Kirill Olegovich Kaprizov (; born 26 April 1997) is a Russian professional ice hockey left winger for the Minnesota Wild of the National Hockey League (NHL). Before joining the Wild, Kaprizov played for Metallurg Novokuznetsk, Salavat Yulaev Ufa and CSKA Moscow in the Kontinental Hockey League (KHL). Kaprizov won the Calder Memorial Trophy as NHL rookie of the year in 2021, becoming the first Wild player to win the award. He is known to fans by the nickname “Dolla Dolla Bill” and "Kirill the Thrill".

Early life
Kaprizov grew up in a small village about 60 miles (96.56 kilometers) outside Novokuznetsk, Russia. He began playing hockey at age four, traveling daily between his village and downtown Novokuzentsk for practice, before eventually moving to the city to further his hockey career.

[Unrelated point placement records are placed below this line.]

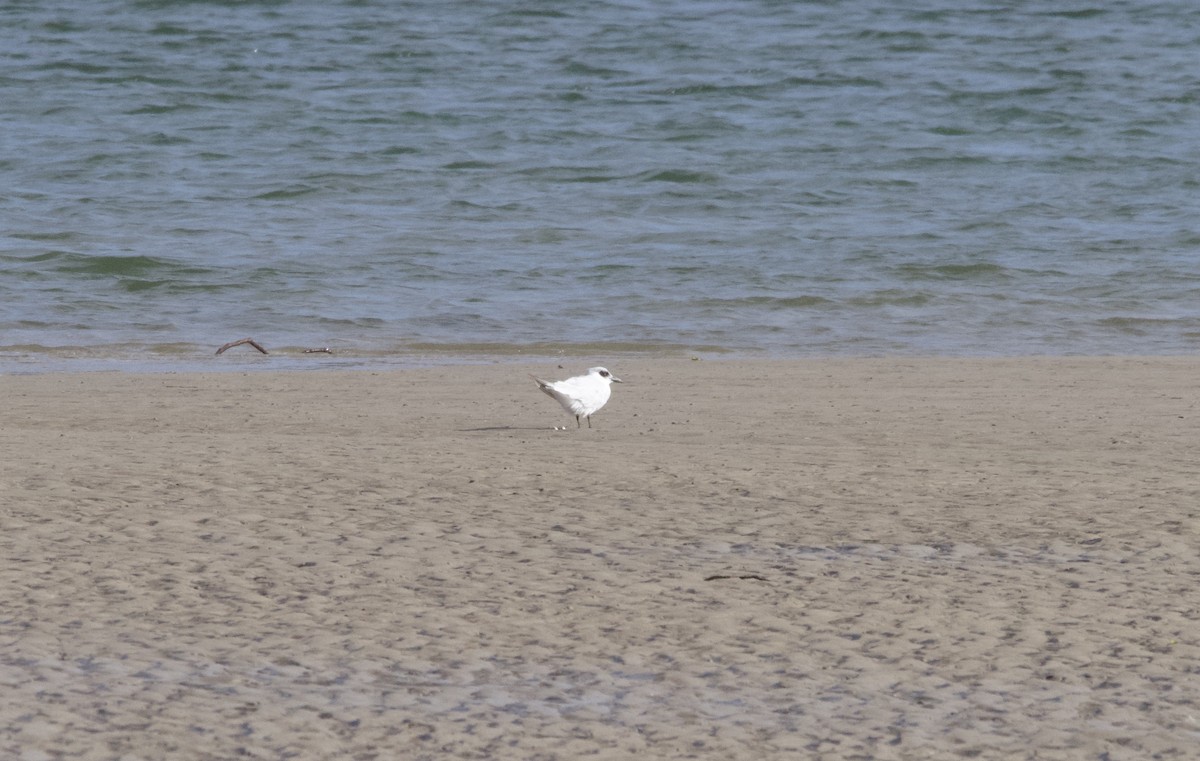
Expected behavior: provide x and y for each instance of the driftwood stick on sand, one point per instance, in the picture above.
(250, 341)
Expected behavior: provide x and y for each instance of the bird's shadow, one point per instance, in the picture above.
(504, 427)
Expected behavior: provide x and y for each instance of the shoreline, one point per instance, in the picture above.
(835, 558)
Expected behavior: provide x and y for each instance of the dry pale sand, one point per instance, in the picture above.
(743, 559)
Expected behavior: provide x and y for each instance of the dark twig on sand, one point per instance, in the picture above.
(250, 341)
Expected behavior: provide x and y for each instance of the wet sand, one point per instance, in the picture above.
(742, 559)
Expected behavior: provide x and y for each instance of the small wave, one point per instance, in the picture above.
(984, 271)
(681, 175)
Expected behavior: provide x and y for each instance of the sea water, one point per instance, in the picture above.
(761, 178)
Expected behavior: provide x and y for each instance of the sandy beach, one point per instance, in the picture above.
(951, 558)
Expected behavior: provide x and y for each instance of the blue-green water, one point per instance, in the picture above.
(780, 179)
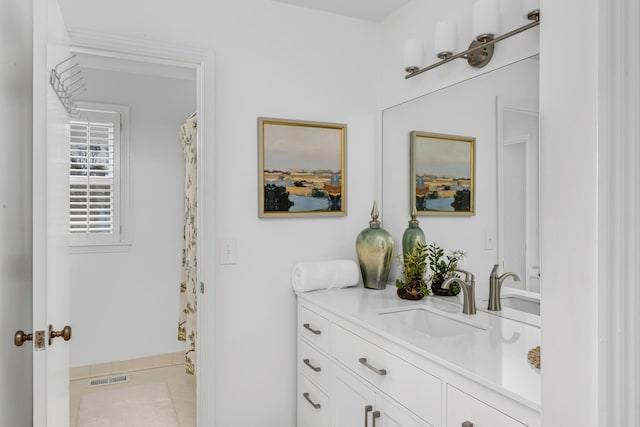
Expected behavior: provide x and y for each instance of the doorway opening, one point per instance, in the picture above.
(124, 296)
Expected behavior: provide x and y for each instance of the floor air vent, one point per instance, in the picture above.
(110, 380)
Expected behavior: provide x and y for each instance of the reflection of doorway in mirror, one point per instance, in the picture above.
(518, 195)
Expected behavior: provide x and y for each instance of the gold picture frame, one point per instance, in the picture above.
(301, 168)
(442, 174)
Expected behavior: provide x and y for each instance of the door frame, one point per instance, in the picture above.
(203, 61)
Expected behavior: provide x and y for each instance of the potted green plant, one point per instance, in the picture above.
(443, 268)
(414, 266)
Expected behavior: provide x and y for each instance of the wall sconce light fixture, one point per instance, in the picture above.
(486, 25)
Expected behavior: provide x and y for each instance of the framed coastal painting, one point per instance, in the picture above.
(301, 168)
(442, 174)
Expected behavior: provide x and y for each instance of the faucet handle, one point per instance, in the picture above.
(494, 270)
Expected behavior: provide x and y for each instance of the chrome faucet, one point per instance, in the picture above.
(495, 284)
(468, 286)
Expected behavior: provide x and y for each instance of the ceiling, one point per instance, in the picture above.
(370, 10)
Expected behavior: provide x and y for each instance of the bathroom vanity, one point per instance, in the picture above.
(368, 358)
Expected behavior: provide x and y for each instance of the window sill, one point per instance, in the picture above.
(99, 248)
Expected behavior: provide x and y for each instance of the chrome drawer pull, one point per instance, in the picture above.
(376, 414)
(306, 326)
(367, 409)
(315, 368)
(315, 405)
(363, 360)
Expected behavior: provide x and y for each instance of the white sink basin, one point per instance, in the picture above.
(516, 307)
(429, 322)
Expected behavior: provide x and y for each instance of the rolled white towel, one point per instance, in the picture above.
(309, 276)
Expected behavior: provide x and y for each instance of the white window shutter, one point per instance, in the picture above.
(94, 175)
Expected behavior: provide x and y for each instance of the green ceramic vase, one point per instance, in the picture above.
(412, 235)
(374, 247)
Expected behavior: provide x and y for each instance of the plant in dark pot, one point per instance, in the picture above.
(443, 267)
(414, 266)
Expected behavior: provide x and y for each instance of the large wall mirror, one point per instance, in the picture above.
(499, 109)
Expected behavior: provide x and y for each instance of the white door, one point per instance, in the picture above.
(50, 223)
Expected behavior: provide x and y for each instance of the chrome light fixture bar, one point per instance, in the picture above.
(480, 51)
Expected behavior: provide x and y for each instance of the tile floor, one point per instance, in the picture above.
(182, 387)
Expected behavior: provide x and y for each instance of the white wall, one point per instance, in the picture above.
(272, 60)
(15, 211)
(569, 92)
(125, 304)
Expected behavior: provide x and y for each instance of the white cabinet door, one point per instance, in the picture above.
(356, 404)
(351, 400)
(50, 219)
(462, 407)
(395, 415)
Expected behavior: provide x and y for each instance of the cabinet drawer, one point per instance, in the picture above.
(462, 407)
(314, 364)
(313, 405)
(314, 328)
(419, 391)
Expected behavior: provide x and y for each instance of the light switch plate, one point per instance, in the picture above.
(228, 251)
(489, 240)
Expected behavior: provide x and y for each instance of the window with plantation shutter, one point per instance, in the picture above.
(95, 177)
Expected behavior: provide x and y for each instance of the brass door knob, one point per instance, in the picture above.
(20, 338)
(65, 333)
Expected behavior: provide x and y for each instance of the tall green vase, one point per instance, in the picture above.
(412, 235)
(374, 246)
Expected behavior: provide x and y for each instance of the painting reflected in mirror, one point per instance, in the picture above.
(442, 178)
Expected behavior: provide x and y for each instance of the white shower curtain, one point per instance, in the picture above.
(187, 330)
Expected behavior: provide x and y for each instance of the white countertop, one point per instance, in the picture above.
(494, 354)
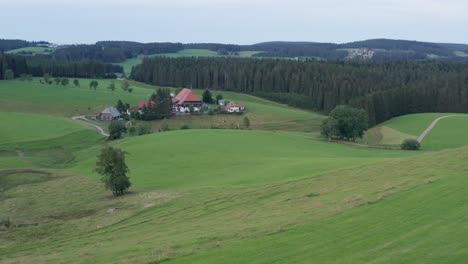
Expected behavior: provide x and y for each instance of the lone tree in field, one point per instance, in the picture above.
(246, 122)
(346, 123)
(125, 85)
(219, 97)
(207, 97)
(116, 129)
(93, 85)
(8, 74)
(410, 144)
(64, 81)
(111, 86)
(111, 165)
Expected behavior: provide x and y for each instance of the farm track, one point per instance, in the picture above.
(430, 127)
(98, 128)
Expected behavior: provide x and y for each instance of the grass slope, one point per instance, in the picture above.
(33, 97)
(395, 130)
(449, 132)
(32, 51)
(367, 213)
(17, 127)
(204, 158)
(57, 100)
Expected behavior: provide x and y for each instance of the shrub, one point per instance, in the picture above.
(246, 122)
(116, 128)
(5, 222)
(143, 129)
(131, 130)
(111, 165)
(410, 144)
(164, 125)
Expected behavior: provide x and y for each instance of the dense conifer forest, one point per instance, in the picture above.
(383, 89)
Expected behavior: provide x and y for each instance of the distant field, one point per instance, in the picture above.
(18, 127)
(32, 50)
(34, 97)
(449, 132)
(225, 195)
(461, 54)
(128, 64)
(394, 131)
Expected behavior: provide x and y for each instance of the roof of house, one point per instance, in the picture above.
(112, 111)
(142, 104)
(186, 95)
(232, 104)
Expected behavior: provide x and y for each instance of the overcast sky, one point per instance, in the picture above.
(233, 21)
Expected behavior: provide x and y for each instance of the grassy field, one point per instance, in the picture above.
(17, 127)
(286, 204)
(225, 195)
(461, 54)
(57, 100)
(394, 131)
(276, 157)
(34, 97)
(448, 133)
(32, 50)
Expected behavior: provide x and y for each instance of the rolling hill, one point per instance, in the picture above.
(224, 195)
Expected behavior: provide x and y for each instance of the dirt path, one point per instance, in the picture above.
(98, 128)
(430, 127)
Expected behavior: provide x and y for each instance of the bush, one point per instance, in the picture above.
(410, 144)
(143, 129)
(116, 128)
(132, 130)
(5, 222)
(246, 122)
(164, 125)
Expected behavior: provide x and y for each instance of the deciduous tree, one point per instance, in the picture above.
(111, 165)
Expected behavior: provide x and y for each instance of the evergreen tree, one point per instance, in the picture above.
(207, 97)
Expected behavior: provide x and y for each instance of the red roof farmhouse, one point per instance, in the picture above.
(110, 113)
(187, 98)
(143, 104)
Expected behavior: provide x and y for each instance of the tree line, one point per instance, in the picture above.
(383, 89)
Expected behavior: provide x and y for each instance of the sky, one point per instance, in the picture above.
(233, 21)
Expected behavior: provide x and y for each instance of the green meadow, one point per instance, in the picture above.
(67, 101)
(448, 133)
(274, 193)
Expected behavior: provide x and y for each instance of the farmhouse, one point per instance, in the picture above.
(232, 107)
(143, 104)
(110, 113)
(185, 99)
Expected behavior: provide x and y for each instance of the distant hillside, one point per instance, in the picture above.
(11, 44)
(373, 49)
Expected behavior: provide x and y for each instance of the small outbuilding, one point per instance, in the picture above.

Kaprizov played in the Metallurg Novokuznetsk hockey school from a young age, progressing to the Kuznetskie Medvedi junior team before beginning his professional career with the senior team in 2014.

Playing career

KHL career (2014–2020)

Kaprizov made his Kontinental Hockey League (KHL) debut playing with his hometown club, Metallurg Novokuznetsk, during the 2014–15 KHL season, after being drafted first overall in the 2014 KHL Junior Draft. On 21 August 2015, Kaprizov was signed to a three-year contract extension to remain with Metallurg Novokuznetsk.

On 2 May 2016, he was traded to Salavat Yulaev Ufa. He would play one season for Ufa, totaling 42 points in 49 games before being traded to CSKA Moscow in 2017 in exchange for monetary compensation. He played in the 2018 and 2019 Gagarin Cup finals, winning the latter. 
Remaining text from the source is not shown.